Toujours aussi stoïque, Lestat fit un signe de son avant-bras pour nous permettre de lui faire une dernière démonstration. Il s’adressa alors à l’une de ses amies, toujours assise non loin de nous. Celle-ci se leva et se mit debout à côté de lui.

-Cathy, ma chérie, ça te dit de faire l’expérience ? »

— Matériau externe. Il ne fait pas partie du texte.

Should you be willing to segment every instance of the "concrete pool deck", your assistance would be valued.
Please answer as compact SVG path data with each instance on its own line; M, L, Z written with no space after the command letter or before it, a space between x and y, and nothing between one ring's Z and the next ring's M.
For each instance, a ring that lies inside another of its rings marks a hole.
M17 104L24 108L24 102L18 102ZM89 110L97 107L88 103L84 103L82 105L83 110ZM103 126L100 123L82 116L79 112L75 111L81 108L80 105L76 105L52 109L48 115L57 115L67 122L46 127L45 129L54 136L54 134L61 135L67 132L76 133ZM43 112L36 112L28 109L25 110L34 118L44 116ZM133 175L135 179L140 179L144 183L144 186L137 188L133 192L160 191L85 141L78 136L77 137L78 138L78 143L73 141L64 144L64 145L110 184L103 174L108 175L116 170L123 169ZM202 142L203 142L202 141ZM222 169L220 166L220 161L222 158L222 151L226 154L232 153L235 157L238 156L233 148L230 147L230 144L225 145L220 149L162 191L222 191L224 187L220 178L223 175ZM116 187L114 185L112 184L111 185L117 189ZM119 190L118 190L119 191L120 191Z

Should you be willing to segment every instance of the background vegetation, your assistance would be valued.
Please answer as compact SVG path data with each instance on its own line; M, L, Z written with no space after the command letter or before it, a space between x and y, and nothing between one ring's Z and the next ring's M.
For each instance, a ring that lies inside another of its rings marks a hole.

La jeune gothique releva ses longs cheveux noirs et les plaça sur le côté tout en dénudant son cou. Lestat me fit alors signe d’approcher.

« Bon, mes enfants, si vous assumez ce que vous dites, je suis prêt à aller jusque là avec vous. Je dois vous avertir qu’en principe, nous n’allons jamais aussi loin. Ceux d’entre nous, qui échangent leur sang, suivent des règles d’hygiène établies par la maison, avec du matériel spécial. Mais vous, cela ne devrait pas vous déranger. Alors, allez-y ! Montrez-nous !

Je compris alors qu’il s’attendait à ce que je morde la veine de cette jeune femme. Malheureusement, son choix n’était pas le plus judicieux, car en tant que vampire débutant, je n’avais toujours pas compris comment faire sortir mes dents sur commande. Je me dis que l’odeur du sang me mettrait en appétit. Je respirais lentement le cou de cette femme, ce qui eut pour effet de faire luire, pendant un très court laps de temps, mes yeux dorés.

J’entendis alors, des murmures à travers l’assemblée. Certains, placés à l’avant avaient eu le temps d’entrevoir mes yeux réfléchissants et commençaient à avoir des doutes. Mon regard fut alors attiré par celui d’Isabelle qui me fixait avec une expression que j’avais déjà vue. C’était la même que celle d’Isa dans le métro qui nous conduisait à la BNF. Elle était envahie par la fureur et je craignais qu’elle n’eusse pu se retenir d’utiliser son pouvoir plus longtemps. Isabelle était jalouse de me voir toucher cette femme et cela me bloquait pour me nourrir d’elle.

-Je regrette je ne peux pas ! M’écriai-je.

Un grand sourire de satisfaction apparu sur le visage de Lestat pendant qu’il frappait dans ses mains de manière ironique. Le reste de l’assemblée sembla également satisfaite par ma lamentable prestation.

-Eh bien, Monsieur, comme vous le voyez, n’est pas immortel qui veut… Me lança-t-il.

-Je ne suis vampire que depuis quelques jours, je n’ai pas encore appris à mordre.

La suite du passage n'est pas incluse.